Be realistic. You don’t have to be perfect all the time. You might find that you’re being more critical of your own work than you need to be. Work within your limitations and try to be kind to yourself.
Give yourself short breaks. Take these throughout the day, as well as at least half an hour away from your desk at lunch. Spend some time outside if you can.
Take some time off. Try to use any holiday you’re entitled to. If things get too much, a few days off or a long weekend can help you feel refreshed. This can even increase your productivity in the long run.
Focus on your life outside work. Nurture relationships with people you don’t work with. Develop interests and skills that you don’t use in your job. This can help you see the difference between your personal life and your working life.
Develop end-of-day habits. Finish your working day by tidying your workspace or making a to-do list for tomorrow. This can help you switch off from work, especially if you’re working from home.
Find out about services in your workplace.
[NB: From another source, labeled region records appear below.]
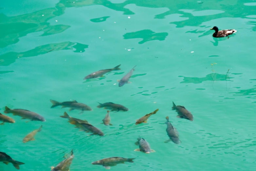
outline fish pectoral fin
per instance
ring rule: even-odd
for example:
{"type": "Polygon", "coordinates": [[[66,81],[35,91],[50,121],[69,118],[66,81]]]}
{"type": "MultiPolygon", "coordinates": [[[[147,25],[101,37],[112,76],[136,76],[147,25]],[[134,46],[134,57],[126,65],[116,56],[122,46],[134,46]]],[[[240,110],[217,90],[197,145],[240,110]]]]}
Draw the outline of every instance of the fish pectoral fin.
{"type": "Polygon", "coordinates": [[[164,143],[169,143],[169,142],[170,142],[170,141],[172,141],[172,140],[171,140],[171,139],[169,139],[169,140],[167,140],[165,141],[164,142],[164,143]]]}
{"type": "Polygon", "coordinates": [[[3,162],[7,165],[8,164],[8,163],[9,163],[9,162],[7,162],[6,161],[5,162],[3,162]]]}
{"type": "Polygon", "coordinates": [[[106,169],[110,169],[110,166],[103,166],[103,167],[105,167],[105,168],[106,169]]]}

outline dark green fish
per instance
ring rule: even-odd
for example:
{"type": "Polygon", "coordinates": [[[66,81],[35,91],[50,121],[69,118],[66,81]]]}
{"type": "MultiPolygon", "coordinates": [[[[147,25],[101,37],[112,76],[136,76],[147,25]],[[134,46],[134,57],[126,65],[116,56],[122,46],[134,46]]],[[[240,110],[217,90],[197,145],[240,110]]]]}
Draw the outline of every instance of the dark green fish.
{"type": "Polygon", "coordinates": [[[191,112],[187,110],[185,107],[183,106],[176,106],[173,102],[173,110],[176,110],[178,112],[178,115],[177,117],[179,118],[184,118],[188,119],[191,121],[193,121],[194,117],[191,112]]]}
{"type": "Polygon", "coordinates": [[[73,154],[73,150],[72,150],[71,151],[71,155],[69,157],[61,162],[56,167],[52,167],[51,170],[51,171],[69,171],[69,167],[72,163],[74,157],[75,156],[73,154]]]}
{"type": "Polygon", "coordinates": [[[109,73],[109,72],[111,72],[112,71],[120,70],[121,69],[119,68],[119,67],[120,66],[120,65],[121,65],[121,64],[118,65],[116,67],[115,67],[114,68],[111,69],[100,70],[98,71],[92,73],[90,74],[87,76],[84,77],[84,78],[83,78],[83,79],[97,78],[100,77],[101,77],[106,73],[109,73]]]}
{"type": "Polygon", "coordinates": [[[2,162],[6,164],[8,164],[9,163],[11,163],[15,168],[18,170],[20,169],[19,165],[25,164],[24,163],[14,160],[6,153],[1,151],[0,151],[0,162],[2,162]]]}
{"type": "Polygon", "coordinates": [[[167,125],[167,128],[166,128],[166,132],[167,134],[170,138],[170,139],[168,140],[165,142],[165,143],[167,143],[171,141],[176,144],[179,144],[180,143],[180,141],[179,138],[179,133],[176,128],[173,126],[172,124],[169,121],[169,117],[166,116],[165,118],[167,121],[165,122],[165,124],[167,125]]]}
{"type": "Polygon", "coordinates": [[[70,108],[69,111],[75,109],[82,111],[80,114],[82,113],[84,111],[92,111],[93,110],[90,106],[83,103],[78,103],[76,100],[73,100],[72,101],[64,102],[62,103],[58,102],[53,100],[50,100],[50,101],[52,103],[52,106],[51,107],[51,108],[55,108],[59,106],[62,106],[62,108],[70,108]]]}
{"type": "Polygon", "coordinates": [[[93,126],[91,124],[89,123],[82,123],[81,125],[83,127],[83,129],[86,130],[86,132],[91,132],[92,134],[89,135],[98,135],[100,136],[104,136],[104,134],[99,129],[93,126]]]}
{"type": "Polygon", "coordinates": [[[106,169],[109,169],[111,166],[114,166],[118,164],[124,163],[125,162],[134,162],[133,159],[126,159],[119,157],[114,157],[103,159],[100,160],[96,161],[92,163],[93,164],[102,165],[106,169]]]}
{"type": "Polygon", "coordinates": [[[131,77],[131,76],[133,75],[133,71],[135,70],[134,69],[134,67],[136,66],[136,65],[134,66],[133,68],[131,70],[131,71],[130,71],[130,72],[127,73],[127,74],[124,76],[122,78],[122,79],[121,79],[121,80],[118,80],[118,81],[119,82],[119,83],[118,84],[118,86],[119,87],[122,87],[123,85],[124,85],[125,84],[127,83],[131,83],[131,82],[129,82],[129,80],[130,79],[130,78],[131,77]]]}
{"type": "Polygon", "coordinates": [[[46,121],[45,118],[40,114],[27,110],[20,109],[11,109],[6,106],[5,111],[4,112],[5,113],[11,113],[13,115],[19,116],[22,118],[22,119],[27,119],[31,121],[39,121],[42,122],[46,121]]]}
{"type": "Polygon", "coordinates": [[[112,102],[105,103],[99,103],[100,104],[97,106],[98,108],[104,108],[104,109],[111,110],[111,111],[126,111],[129,110],[129,109],[126,108],[122,105],[118,104],[115,104],[112,102]]]}
{"type": "Polygon", "coordinates": [[[139,146],[139,148],[135,149],[135,151],[141,151],[146,154],[149,154],[150,152],[155,152],[154,150],[150,148],[150,145],[144,138],[139,137],[137,139],[138,141],[135,143],[135,144],[139,146]]]}
{"type": "Polygon", "coordinates": [[[3,121],[3,123],[0,124],[0,125],[1,125],[5,124],[5,122],[15,123],[15,121],[14,120],[14,119],[1,113],[0,113],[0,121],[3,121]]]}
Some organisations have employee assistance programmes (EAPs) which offer free advice and counselling. Others have internal support systems such as mentoring or buddy systems.
Tell someone that you feel unsupported. You should be able to discuss this with your manager. If you feel you can’t talk to them, speak or write to someone else. This could be your human resources department or trade union representative, if you have one.
Develop good relationships with your colleagues. Connecting with people you work with can help build up a network of support. Having connections with co-workers can also make work feel more enjoyable.